O primeiro e mais fundamental dogma do positivismo é este: o conhecimento concernente à realidade, ou conhecimento empírico, deve ser verificável ou, pelo menos, falseável pela experiência; que nada que é conhecido pela experiência poderia tê-lo sido de outra forma, ou, colocado de outra maneira, que nada acerca da realidade pode se saber verdadeiro a priori; que todas as proposições verdadeiras a priori são afirmações analíticas que não possuem nenhum conteúdo factual, mas são verdadeiras por convenção, representando informação meramente tautológica sobre o uso de símbolos e suas regras de transformação; que todas as proposições são ou empíricas ou analíticas, mas jamais as duas coisas; e, por isso, que proposições normativas, por não serem nem empíricas nem analíticas, não podem legitimamente conter nenhuma reivindicação de verdade, mas devem ser consideradas como meras expressões de emoções, dizendo de fato não mais que “wow” ou “grrr”.[15]

O segundo dogma do positivismo formula a extensão ou, melhor, a aplicação do primeiro ao problema da elucidação científica. Segundo o positivismo, explicar um fenômeno real é formular uma proposição do tipo “se A então B” ou, caso as variáveis permitirem medição quantitativa, “se ocorre aumento (ou diminuição) em A, então ocorre aumento (ou diminuição) em B”. Enquanto afirmação referente à realidade (isto é, com A e B sendo fenômenos reais), sua validade nunca pode se estabelecer com certeza ao examinar a proposição sozinha ou qualquer outra proposição da qual aquela em questão poderia ser logicamente deduzida, mas permanecerá sempre hipotética e dependente do resultado de experiências futuras o qual não pode ser conhecido antecipadamente. Caso a experiência confirme a explicação hipotética, i.e., caso se observe uma instância em que B de fato se segue de A, como previsto, isso não provaria que a hipótese é verdadeira, já que A e B são termos gerais, abstratos (“universais, em oposição a nomes próprios”), que se referem a fenômenos ou eventos dos quais existe (ou pelo menos, em princípio, pode existir) um número indefinido de instâncias, e por isso experiências posteriores ainda poderiam falseá-la. E se uma experiência falseou uma hipótese, i.e., se se observou uma instância de A de que B não seguiu, isso tampouco seria decisivo, pois ainda seria possível que os fenômenos hipoteticamente relatados estivessem, de fato, conectados e que alguma outra circunstância ou variável previamente negligenciada e não controlada tenha simplesmente impedido a relação hipotética de ser realmente observada. Um falseamento provaria apenas que a hipótese particular sob investigação não estava completamente correta da maneira como se apresentava e precisa de algum refinamento, alguma especificação de variáveis adicionais que se teriam de controlar para que o cientista seja capaz de observar a suposta relação entre A e B. No entanto, uma falsificação jamais provaria de uma vez por todas que não existe uma relação entre determinados fenômenos.[16]

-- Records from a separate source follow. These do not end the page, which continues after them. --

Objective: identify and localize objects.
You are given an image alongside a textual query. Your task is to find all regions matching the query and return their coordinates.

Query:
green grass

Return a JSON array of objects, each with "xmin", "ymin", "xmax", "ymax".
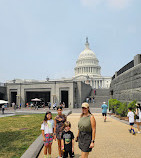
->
[{"xmin": 0, "ymin": 114, "xmax": 55, "ymax": 158}]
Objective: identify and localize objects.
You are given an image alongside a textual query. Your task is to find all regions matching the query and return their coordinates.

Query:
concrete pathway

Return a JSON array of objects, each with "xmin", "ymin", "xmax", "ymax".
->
[
  {"xmin": 38, "ymin": 113, "xmax": 141, "ymax": 158},
  {"xmin": 0, "ymin": 107, "xmax": 71, "ymax": 117}
]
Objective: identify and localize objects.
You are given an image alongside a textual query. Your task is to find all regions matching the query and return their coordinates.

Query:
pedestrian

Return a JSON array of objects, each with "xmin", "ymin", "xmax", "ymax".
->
[
  {"xmin": 53, "ymin": 103, "xmax": 57, "ymax": 110},
  {"xmin": 63, "ymin": 102, "xmax": 65, "ymax": 108},
  {"xmin": 76, "ymin": 102, "xmax": 96, "ymax": 158},
  {"xmin": 93, "ymin": 96, "xmax": 94, "ymax": 103},
  {"xmin": 127, "ymin": 107, "xmax": 135, "ymax": 135},
  {"xmin": 101, "ymin": 102, "xmax": 108, "ymax": 122},
  {"xmin": 48, "ymin": 102, "xmax": 51, "ymax": 110},
  {"xmin": 86, "ymin": 97, "xmax": 89, "ymax": 103},
  {"xmin": 1, "ymin": 105, "xmax": 5, "ymax": 114},
  {"xmin": 135, "ymin": 103, "xmax": 141, "ymax": 133},
  {"xmin": 61, "ymin": 121, "xmax": 74, "ymax": 158},
  {"xmin": 41, "ymin": 111, "xmax": 54, "ymax": 158},
  {"xmin": 54, "ymin": 106, "xmax": 67, "ymax": 158},
  {"xmin": 89, "ymin": 97, "xmax": 92, "ymax": 103}
]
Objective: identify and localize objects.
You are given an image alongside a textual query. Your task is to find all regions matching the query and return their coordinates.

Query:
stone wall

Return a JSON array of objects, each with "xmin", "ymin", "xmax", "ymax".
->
[
  {"xmin": 0, "ymin": 86, "xmax": 7, "ymax": 100},
  {"xmin": 110, "ymin": 55, "xmax": 141, "ymax": 102},
  {"xmin": 7, "ymin": 81, "xmax": 91, "ymax": 108},
  {"xmin": 77, "ymin": 81, "xmax": 92, "ymax": 107}
]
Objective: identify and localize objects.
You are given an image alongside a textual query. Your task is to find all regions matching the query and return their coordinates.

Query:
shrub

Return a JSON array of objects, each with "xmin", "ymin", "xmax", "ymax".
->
[
  {"xmin": 117, "ymin": 102, "xmax": 128, "ymax": 117},
  {"xmin": 109, "ymin": 99, "xmax": 121, "ymax": 113}
]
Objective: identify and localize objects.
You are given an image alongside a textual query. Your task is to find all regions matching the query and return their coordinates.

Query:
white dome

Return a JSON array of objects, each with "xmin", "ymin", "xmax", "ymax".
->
[
  {"xmin": 78, "ymin": 48, "xmax": 96, "ymax": 60},
  {"xmin": 75, "ymin": 38, "xmax": 101, "ymax": 77}
]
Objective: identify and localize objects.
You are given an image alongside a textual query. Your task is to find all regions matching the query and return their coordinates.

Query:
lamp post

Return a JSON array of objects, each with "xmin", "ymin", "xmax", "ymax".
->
[{"xmin": 46, "ymin": 76, "xmax": 49, "ymax": 82}]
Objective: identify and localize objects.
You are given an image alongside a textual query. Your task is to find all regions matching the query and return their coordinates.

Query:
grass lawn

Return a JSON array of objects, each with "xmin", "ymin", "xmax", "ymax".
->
[{"xmin": 0, "ymin": 114, "xmax": 55, "ymax": 158}]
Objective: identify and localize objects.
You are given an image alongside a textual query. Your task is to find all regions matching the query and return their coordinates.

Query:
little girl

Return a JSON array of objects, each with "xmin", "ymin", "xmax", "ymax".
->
[{"xmin": 41, "ymin": 111, "xmax": 54, "ymax": 158}]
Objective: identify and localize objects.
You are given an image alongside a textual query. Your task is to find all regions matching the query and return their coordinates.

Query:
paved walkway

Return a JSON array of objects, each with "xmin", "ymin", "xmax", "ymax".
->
[{"xmin": 38, "ymin": 113, "xmax": 141, "ymax": 158}]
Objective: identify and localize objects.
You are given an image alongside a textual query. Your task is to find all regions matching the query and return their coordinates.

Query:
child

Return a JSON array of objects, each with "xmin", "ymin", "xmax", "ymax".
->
[
  {"xmin": 61, "ymin": 121, "xmax": 74, "ymax": 158},
  {"xmin": 41, "ymin": 111, "xmax": 54, "ymax": 158},
  {"xmin": 127, "ymin": 107, "xmax": 135, "ymax": 135}
]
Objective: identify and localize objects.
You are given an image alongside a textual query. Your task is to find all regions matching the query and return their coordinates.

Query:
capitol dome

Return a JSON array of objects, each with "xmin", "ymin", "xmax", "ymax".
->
[{"xmin": 75, "ymin": 38, "xmax": 101, "ymax": 77}]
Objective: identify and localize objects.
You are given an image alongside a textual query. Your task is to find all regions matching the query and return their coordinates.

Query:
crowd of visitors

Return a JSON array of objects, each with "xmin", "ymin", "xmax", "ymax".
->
[{"xmin": 41, "ymin": 102, "xmax": 96, "ymax": 158}]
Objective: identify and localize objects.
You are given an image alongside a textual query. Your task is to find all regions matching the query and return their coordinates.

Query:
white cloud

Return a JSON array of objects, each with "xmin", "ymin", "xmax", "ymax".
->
[
  {"xmin": 80, "ymin": 0, "xmax": 103, "ymax": 7},
  {"xmin": 106, "ymin": 0, "xmax": 133, "ymax": 9},
  {"xmin": 127, "ymin": 25, "xmax": 137, "ymax": 34},
  {"xmin": 80, "ymin": 0, "xmax": 133, "ymax": 9}
]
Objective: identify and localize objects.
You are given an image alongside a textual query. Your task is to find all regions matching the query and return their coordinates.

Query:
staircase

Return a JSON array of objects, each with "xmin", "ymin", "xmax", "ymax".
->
[{"xmin": 89, "ymin": 89, "xmax": 110, "ymax": 108}]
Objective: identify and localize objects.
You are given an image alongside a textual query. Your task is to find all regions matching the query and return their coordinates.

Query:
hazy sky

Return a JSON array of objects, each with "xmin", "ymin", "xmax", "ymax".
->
[{"xmin": 0, "ymin": 0, "xmax": 141, "ymax": 82}]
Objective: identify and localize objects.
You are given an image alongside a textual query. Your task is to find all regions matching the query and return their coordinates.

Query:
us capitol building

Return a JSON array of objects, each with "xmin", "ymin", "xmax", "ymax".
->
[
  {"xmin": 0, "ymin": 38, "xmax": 111, "ymax": 108},
  {"xmin": 73, "ymin": 38, "xmax": 111, "ymax": 89}
]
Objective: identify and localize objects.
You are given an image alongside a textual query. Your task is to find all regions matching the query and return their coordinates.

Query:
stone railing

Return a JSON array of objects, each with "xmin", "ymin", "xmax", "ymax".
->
[{"xmin": 112, "ymin": 54, "xmax": 141, "ymax": 80}]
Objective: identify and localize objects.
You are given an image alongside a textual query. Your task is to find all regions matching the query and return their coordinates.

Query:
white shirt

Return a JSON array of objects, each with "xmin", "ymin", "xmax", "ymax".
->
[
  {"xmin": 41, "ymin": 119, "xmax": 54, "ymax": 134},
  {"xmin": 127, "ymin": 111, "xmax": 134, "ymax": 123}
]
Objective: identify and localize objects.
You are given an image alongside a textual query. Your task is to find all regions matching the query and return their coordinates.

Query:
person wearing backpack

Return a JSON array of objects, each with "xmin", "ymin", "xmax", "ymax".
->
[{"xmin": 135, "ymin": 103, "xmax": 141, "ymax": 133}]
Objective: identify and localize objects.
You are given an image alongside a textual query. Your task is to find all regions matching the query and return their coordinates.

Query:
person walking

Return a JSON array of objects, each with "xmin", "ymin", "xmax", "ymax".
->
[
  {"xmin": 61, "ymin": 121, "xmax": 74, "ymax": 158},
  {"xmin": 135, "ymin": 103, "xmax": 141, "ymax": 133},
  {"xmin": 41, "ymin": 111, "xmax": 54, "ymax": 158},
  {"xmin": 54, "ymin": 106, "xmax": 67, "ymax": 158},
  {"xmin": 76, "ymin": 102, "xmax": 96, "ymax": 158},
  {"xmin": 101, "ymin": 102, "xmax": 108, "ymax": 122},
  {"xmin": 1, "ymin": 105, "xmax": 5, "ymax": 114},
  {"xmin": 127, "ymin": 107, "xmax": 135, "ymax": 135}
]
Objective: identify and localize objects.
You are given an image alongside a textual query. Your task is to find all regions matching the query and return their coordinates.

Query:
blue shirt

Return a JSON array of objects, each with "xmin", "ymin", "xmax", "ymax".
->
[{"xmin": 101, "ymin": 104, "xmax": 108, "ymax": 113}]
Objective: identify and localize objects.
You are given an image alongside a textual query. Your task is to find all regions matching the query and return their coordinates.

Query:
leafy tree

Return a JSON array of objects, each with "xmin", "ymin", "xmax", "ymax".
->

Por fim, o positivismo afirma que esses dois dogmas relacionados aplicam-se universalmente, a todos os campos do saber (a tesa da “unidade da ciência”): não existe nenhum conhecimento a priori da natureza nem da realidade social das ações e conhecimentos humanos; e a estrutura das explicações científicas é a mesma independentemente do objeto.[17]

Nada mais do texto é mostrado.